- The Washington Times - Friday, January 23, 2004

ANNAPOLIS — A group of lawmakers is calling for illegal aliens to be incarcerated as soon as they are discovered, as one of six pieces of legislation aimed at cracking down on illegal immigration.

“A number of us decided that, instead of playing defense, it is time to play offense,” Delegate Patrick L. McDonough, Baltimore County Republican, said of the illegal-immigration bills, which were introduced in the House before the start of the session last week.

The bills call for:

• Requiring local police, without warrants, to arrest illegal aliens they discover during their daily duties and turn them over to federal authorities.

• Banning illegal aliens from owning driver’s licenses.

• Seizing cars driven by illegal immigrants and suspending the licenses of anyone who allows illegal immigrants to drive their vehicles.

• Banning embassy-issued consular matricular identification cards from being accepted as forms of ID.

• Creating a task force to study whether health care workers should be required to report when they treat illegal aliens.

• Creating a task force to study how much illegal immigration costs the state.

A leading sponsor of the legislative package, Mr. McDonough said the bills have “no chance” of passage in the Democratic-controlled General Assembly. But he added that he and Delegate Richard K. Impallaria, Baltimore County Republican, are representing their constituents with the legislation, which might pass in a few years.
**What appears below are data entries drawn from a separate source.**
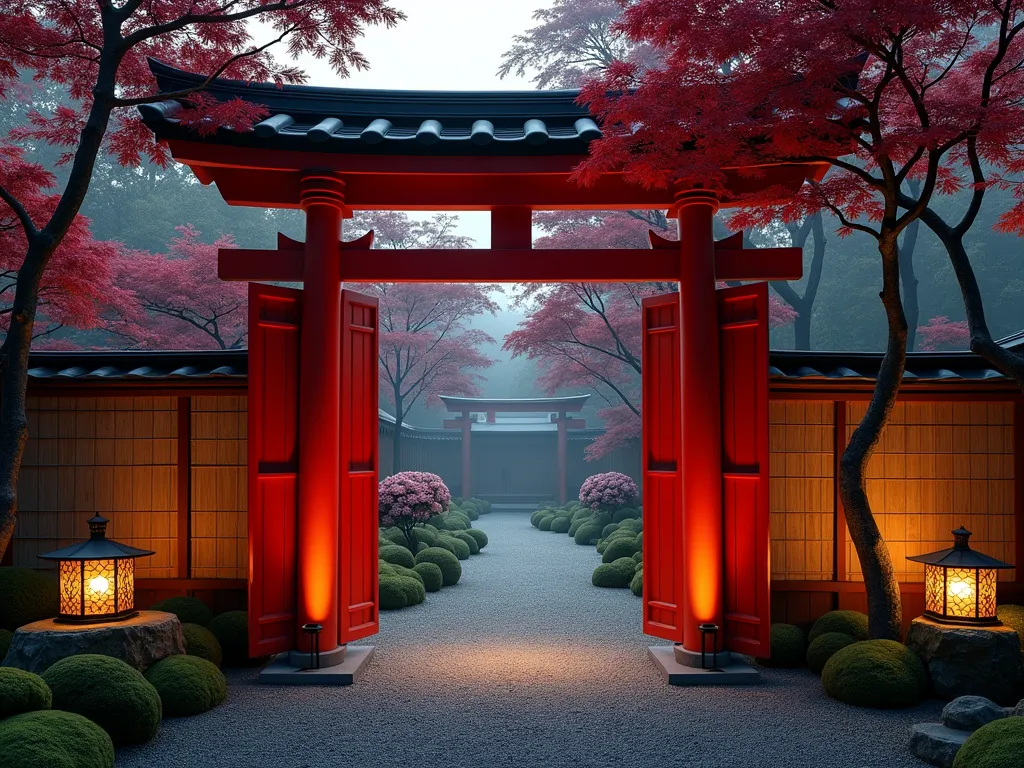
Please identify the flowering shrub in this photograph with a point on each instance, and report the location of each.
(408, 499)
(608, 491)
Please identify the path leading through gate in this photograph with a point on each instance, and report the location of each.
(525, 664)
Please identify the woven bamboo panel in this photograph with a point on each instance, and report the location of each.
(802, 488)
(219, 544)
(938, 466)
(113, 456)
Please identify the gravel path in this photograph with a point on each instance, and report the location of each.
(525, 664)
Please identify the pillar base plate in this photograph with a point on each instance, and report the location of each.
(735, 672)
(282, 672)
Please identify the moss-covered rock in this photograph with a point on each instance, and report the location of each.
(873, 673)
(50, 738)
(616, 574)
(448, 562)
(22, 691)
(851, 623)
(823, 647)
(108, 691)
(187, 609)
(231, 631)
(396, 555)
(997, 744)
(201, 642)
(26, 596)
(788, 646)
(391, 594)
(187, 685)
(431, 576)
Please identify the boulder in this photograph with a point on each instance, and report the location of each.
(140, 641)
(935, 743)
(970, 713)
(967, 660)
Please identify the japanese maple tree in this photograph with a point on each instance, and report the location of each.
(873, 90)
(97, 50)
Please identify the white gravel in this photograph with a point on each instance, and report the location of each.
(524, 664)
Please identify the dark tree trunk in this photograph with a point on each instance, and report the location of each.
(884, 605)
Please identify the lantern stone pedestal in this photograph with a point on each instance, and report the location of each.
(969, 660)
(139, 641)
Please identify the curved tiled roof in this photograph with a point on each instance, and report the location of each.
(388, 122)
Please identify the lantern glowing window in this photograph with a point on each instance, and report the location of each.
(960, 583)
(96, 578)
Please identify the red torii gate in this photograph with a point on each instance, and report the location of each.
(312, 398)
(492, 407)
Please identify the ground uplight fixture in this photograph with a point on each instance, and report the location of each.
(96, 578)
(960, 583)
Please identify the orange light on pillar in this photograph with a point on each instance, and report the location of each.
(960, 583)
(96, 578)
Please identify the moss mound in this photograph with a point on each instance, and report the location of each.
(431, 576)
(823, 647)
(616, 574)
(231, 631)
(787, 646)
(26, 596)
(202, 643)
(883, 674)
(108, 691)
(396, 555)
(22, 691)
(187, 685)
(448, 562)
(851, 623)
(187, 609)
(997, 744)
(54, 739)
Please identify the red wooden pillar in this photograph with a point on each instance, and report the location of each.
(700, 415)
(323, 199)
(466, 467)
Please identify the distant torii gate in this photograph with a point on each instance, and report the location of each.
(312, 390)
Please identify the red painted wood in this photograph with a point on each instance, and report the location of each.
(274, 316)
(358, 612)
(662, 465)
(742, 316)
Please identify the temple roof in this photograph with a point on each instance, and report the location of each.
(388, 122)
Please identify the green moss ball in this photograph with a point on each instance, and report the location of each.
(391, 594)
(997, 744)
(396, 555)
(448, 562)
(231, 631)
(787, 646)
(187, 609)
(823, 647)
(431, 576)
(187, 685)
(22, 691)
(882, 674)
(108, 691)
(26, 596)
(851, 623)
(203, 643)
(54, 739)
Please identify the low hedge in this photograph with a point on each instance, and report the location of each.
(202, 643)
(882, 674)
(54, 739)
(187, 685)
(997, 744)
(187, 609)
(22, 691)
(108, 691)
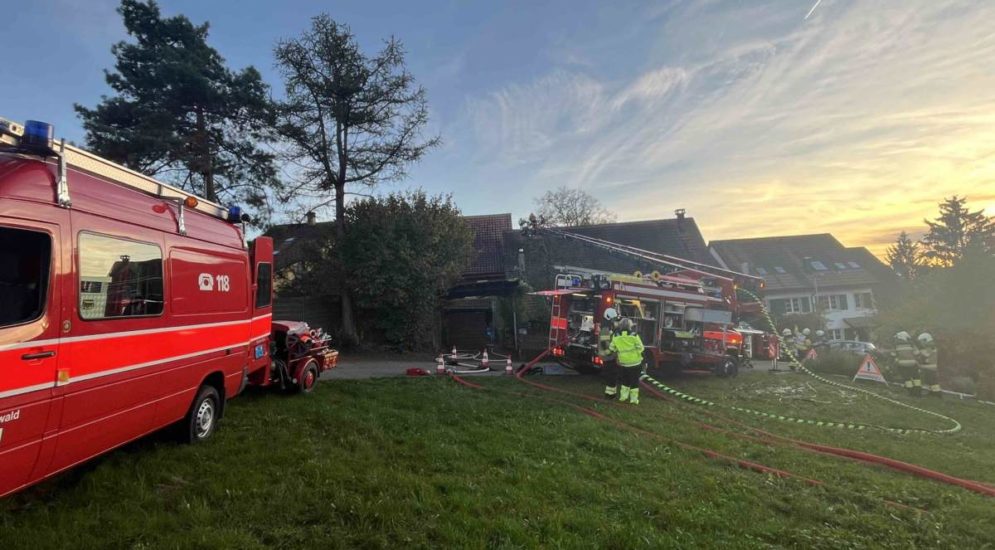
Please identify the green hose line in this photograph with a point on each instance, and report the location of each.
(956, 427)
(779, 417)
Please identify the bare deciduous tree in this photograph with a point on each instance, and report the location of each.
(350, 120)
(569, 207)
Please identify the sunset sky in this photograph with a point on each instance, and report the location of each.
(759, 121)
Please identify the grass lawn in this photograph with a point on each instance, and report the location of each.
(427, 463)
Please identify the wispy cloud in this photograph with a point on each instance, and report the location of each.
(857, 120)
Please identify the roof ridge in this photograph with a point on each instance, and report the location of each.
(775, 237)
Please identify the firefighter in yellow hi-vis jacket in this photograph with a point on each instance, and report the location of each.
(609, 365)
(906, 359)
(629, 348)
(926, 357)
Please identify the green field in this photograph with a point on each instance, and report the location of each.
(427, 463)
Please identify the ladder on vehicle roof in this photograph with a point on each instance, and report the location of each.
(68, 155)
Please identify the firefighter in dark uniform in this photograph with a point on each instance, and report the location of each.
(609, 365)
(926, 357)
(629, 347)
(906, 359)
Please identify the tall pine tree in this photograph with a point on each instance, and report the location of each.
(180, 114)
(905, 257)
(957, 230)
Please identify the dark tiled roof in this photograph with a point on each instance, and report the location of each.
(544, 252)
(292, 242)
(795, 255)
(488, 243)
(674, 237)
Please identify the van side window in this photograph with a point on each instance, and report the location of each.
(25, 258)
(118, 278)
(264, 291)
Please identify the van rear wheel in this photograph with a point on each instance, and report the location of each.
(309, 377)
(202, 419)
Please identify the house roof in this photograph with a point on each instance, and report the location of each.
(488, 242)
(800, 262)
(678, 237)
(290, 241)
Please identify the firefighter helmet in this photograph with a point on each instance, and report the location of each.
(626, 325)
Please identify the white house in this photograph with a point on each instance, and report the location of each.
(807, 273)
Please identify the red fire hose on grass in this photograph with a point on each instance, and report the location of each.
(850, 454)
(708, 453)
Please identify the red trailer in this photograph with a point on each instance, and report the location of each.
(126, 305)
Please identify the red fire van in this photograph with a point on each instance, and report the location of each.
(126, 305)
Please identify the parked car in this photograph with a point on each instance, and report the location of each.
(853, 346)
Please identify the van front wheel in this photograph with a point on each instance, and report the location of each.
(202, 420)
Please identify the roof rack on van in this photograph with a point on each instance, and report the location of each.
(36, 139)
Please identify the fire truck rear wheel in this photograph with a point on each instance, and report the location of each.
(729, 367)
(202, 420)
(309, 377)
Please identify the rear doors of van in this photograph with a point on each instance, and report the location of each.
(34, 274)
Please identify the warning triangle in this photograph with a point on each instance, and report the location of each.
(869, 371)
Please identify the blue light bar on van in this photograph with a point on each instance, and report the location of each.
(38, 136)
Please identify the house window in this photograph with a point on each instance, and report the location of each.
(863, 300)
(833, 302)
(791, 305)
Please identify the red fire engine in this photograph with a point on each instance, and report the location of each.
(684, 312)
(126, 305)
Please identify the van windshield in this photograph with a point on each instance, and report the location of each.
(24, 266)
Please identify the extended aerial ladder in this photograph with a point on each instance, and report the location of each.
(666, 262)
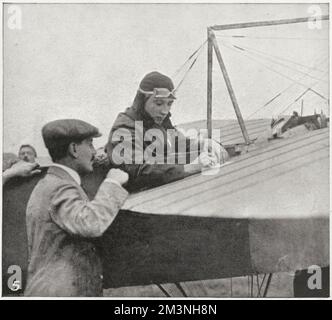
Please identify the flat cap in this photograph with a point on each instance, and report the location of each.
(64, 131)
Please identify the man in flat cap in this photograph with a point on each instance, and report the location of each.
(61, 221)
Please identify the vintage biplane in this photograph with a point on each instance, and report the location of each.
(265, 211)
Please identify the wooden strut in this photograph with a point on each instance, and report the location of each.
(209, 86)
(213, 40)
(212, 43)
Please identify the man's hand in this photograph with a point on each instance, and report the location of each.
(21, 169)
(118, 175)
(24, 169)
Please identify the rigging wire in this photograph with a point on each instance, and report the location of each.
(297, 99)
(282, 64)
(187, 61)
(271, 38)
(198, 52)
(280, 58)
(281, 93)
(269, 68)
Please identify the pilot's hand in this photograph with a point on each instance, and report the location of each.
(118, 175)
(216, 149)
(206, 160)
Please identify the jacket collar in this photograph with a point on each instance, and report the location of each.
(64, 172)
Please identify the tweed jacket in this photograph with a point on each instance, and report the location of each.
(62, 227)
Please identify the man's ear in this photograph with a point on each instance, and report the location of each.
(72, 150)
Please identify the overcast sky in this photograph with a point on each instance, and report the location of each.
(85, 61)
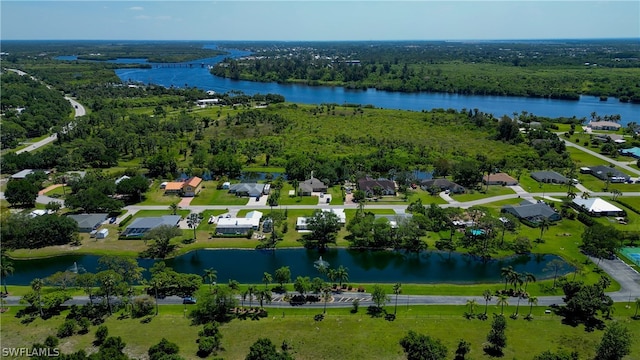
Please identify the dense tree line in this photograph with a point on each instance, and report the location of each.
(29, 109)
(516, 69)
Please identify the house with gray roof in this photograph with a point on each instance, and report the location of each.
(547, 176)
(141, 226)
(248, 189)
(532, 212)
(88, 222)
(602, 172)
(310, 186)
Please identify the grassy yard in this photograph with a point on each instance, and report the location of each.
(494, 190)
(212, 196)
(341, 334)
(156, 196)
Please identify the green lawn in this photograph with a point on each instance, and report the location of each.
(340, 335)
(494, 190)
(156, 196)
(212, 196)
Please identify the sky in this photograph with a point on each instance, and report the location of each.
(323, 20)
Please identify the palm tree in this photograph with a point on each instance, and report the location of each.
(266, 279)
(36, 285)
(326, 296)
(502, 301)
(487, 297)
(192, 221)
(528, 277)
(342, 274)
(397, 288)
(174, 208)
(544, 225)
(533, 300)
(6, 269)
(251, 291)
(211, 275)
(472, 303)
(506, 273)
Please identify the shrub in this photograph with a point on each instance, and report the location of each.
(67, 328)
(101, 335)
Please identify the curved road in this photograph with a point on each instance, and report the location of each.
(79, 111)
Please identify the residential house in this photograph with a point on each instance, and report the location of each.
(239, 226)
(88, 222)
(532, 212)
(141, 226)
(603, 173)
(307, 187)
(395, 218)
(597, 207)
(549, 177)
(633, 152)
(604, 125)
(21, 175)
(189, 187)
(499, 179)
(443, 185)
(248, 189)
(373, 187)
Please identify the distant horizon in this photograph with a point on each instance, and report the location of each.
(347, 40)
(319, 20)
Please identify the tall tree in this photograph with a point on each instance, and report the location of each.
(615, 344)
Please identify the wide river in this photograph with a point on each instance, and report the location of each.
(248, 266)
(198, 76)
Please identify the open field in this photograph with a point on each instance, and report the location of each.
(341, 334)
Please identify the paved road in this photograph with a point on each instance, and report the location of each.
(79, 111)
(600, 156)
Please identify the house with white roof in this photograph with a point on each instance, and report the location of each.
(239, 226)
(597, 207)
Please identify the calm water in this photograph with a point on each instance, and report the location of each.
(198, 76)
(247, 266)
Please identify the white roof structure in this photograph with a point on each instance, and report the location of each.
(342, 217)
(252, 220)
(596, 205)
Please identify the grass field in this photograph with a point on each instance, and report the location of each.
(212, 196)
(494, 190)
(340, 335)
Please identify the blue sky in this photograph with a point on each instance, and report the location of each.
(318, 20)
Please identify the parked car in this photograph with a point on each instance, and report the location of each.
(189, 300)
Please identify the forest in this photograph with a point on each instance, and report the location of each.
(558, 70)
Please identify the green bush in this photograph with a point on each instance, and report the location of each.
(67, 328)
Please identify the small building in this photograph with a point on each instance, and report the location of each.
(499, 179)
(102, 234)
(310, 186)
(377, 186)
(247, 189)
(549, 177)
(597, 207)
(141, 226)
(605, 173)
(532, 212)
(88, 222)
(21, 175)
(442, 185)
(604, 125)
(633, 152)
(239, 226)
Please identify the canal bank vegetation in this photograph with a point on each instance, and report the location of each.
(340, 333)
(555, 70)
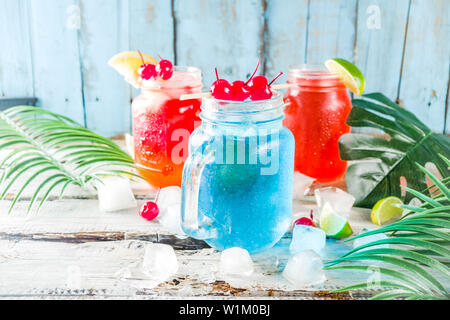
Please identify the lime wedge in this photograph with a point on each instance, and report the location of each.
(386, 209)
(349, 74)
(334, 225)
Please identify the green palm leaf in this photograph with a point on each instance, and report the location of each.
(421, 252)
(378, 163)
(50, 151)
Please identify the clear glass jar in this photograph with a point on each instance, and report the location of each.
(316, 111)
(237, 180)
(162, 124)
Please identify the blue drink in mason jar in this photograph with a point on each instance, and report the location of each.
(237, 180)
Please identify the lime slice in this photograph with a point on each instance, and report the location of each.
(334, 225)
(386, 209)
(348, 73)
(127, 64)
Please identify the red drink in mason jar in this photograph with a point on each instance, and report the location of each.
(316, 110)
(162, 125)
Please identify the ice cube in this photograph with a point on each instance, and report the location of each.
(170, 218)
(115, 194)
(365, 240)
(168, 196)
(236, 261)
(341, 201)
(301, 184)
(307, 238)
(304, 269)
(160, 261)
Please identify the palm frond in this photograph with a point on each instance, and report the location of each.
(50, 151)
(421, 252)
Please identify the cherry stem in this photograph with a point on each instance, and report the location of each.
(217, 74)
(143, 62)
(254, 72)
(279, 75)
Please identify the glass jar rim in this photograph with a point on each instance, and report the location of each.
(246, 106)
(195, 79)
(310, 71)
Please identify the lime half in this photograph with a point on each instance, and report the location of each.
(386, 209)
(348, 73)
(334, 225)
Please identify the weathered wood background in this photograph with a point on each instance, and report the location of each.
(57, 50)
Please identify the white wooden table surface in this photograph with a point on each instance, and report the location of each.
(72, 250)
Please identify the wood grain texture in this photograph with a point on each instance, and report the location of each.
(331, 30)
(106, 95)
(113, 270)
(57, 69)
(16, 71)
(379, 46)
(424, 81)
(151, 29)
(222, 34)
(286, 35)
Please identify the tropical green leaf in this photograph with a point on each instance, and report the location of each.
(421, 249)
(50, 151)
(378, 163)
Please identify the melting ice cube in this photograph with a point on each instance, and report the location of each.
(301, 184)
(236, 261)
(170, 218)
(304, 269)
(115, 194)
(341, 201)
(169, 204)
(160, 261)
(307, 238)
(365, 240)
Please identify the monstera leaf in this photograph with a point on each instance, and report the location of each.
(378, 163)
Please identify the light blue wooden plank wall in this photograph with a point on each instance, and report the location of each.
(57, 50)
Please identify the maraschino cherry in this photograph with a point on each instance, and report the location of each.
(260, 88)
(221, 88)
(239, 91)
(164, 69)
(150, 210)
(256, 88)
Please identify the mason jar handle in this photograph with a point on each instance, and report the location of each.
(193, 169)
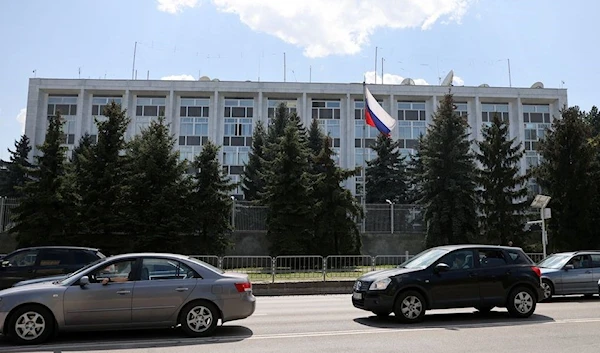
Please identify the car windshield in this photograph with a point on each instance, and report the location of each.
(424, 259)
(83, 269)
(555, 261)
(207, 265)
“We can start the battle here,” Mr. McDonough said. “We will be back again next year and the year after and the year after.”

Mr. Impallaria, another key sponsor, said last year’s legislation that would have allowed illegal aliens to possess driver’s licenses and pay in-state tuition at state colleges and universities served as a wake-up call.

The tuition bill was defeated, and the driver’s license bill is being studied.

“They both had the power to pass, which was a scary thought,” Mr. Impallaria said. “With 9/11, where you had people who entered the country illegally, and then you had the sniper [Lee Boyd Malvo], who was also illegal … if these weren’t a wake-up call, I don’t know what was.”

Malvo, a native of Jamaica, was convicted of taking part in 2002’s sniper shootings in the Washington area and sentenced to life in prison last month.

“The fact is the proponents on the other side are very organized, when polls show 85 to 90 percent of Americans are concerned about illegals, but frankly they are disorganized, so we are going to hold a series of rallies to generate grass-roots support,” Mr. McDonough said.

The first rally will be held Feb. 28 in Baltimore County.

The bills have received support from an assortment of about 15 Republicans, and the one calling for a ban on illegal immigrants possessing driver’s licenses has attracted two Democrats, as well — Delegates Emmett C. Burns Jr. of Baltimore County and Rosetta C. Parker of Prince George’s County.

Mr. Burns, the House deputy majority whip, said he supports stricter immigration laws.

“We have enough people here already without opening the floodgates,” he said. “We have aliens right here in America who are legal that can’t find jobs. … So why would we want to do more for people that are undocumented than for people that already here? I have a big problem with that.”

Delegate Herbert H. McMillan, Anne Arundel County Republican, said the state needs to tighten control of licenses because “driver’s licenses become the de facto national identification card.”

“It simply does not make since from a national security standpoint to give a person who is by definition an undocumented alien an identity document,” Mr. McMillan said. “And the other aspect of that is it is unfair to legal immigrants, people who have worked hard and played by our rules, to allow illegal immigrants to go to the head of the line.”

Delegate Steven J. DeBoy Sr., Baltimore County Democrat, said he is considering co-sponsoring the bill that would allow authorities to seize vehicles driven by illegal aliens.

The legislation is named after the late Baltimore County Police Sgt. Mark Parry, who was killed by an illegal Peruvian immigrant who crashed into his patrol car two years ago.

“We are trying to prevent this tragedy from happening to anybody else,” Mr. DeBoy said. “Public safety has to be paramount.”

It is not known how many illegal immigrants reside in Maryland. According to the 2000 U.S. Census, about 337,000 Maryland residents — or 6 percent of the state’s population — are not U.S. citizens.

This article is based in part on wire service reports.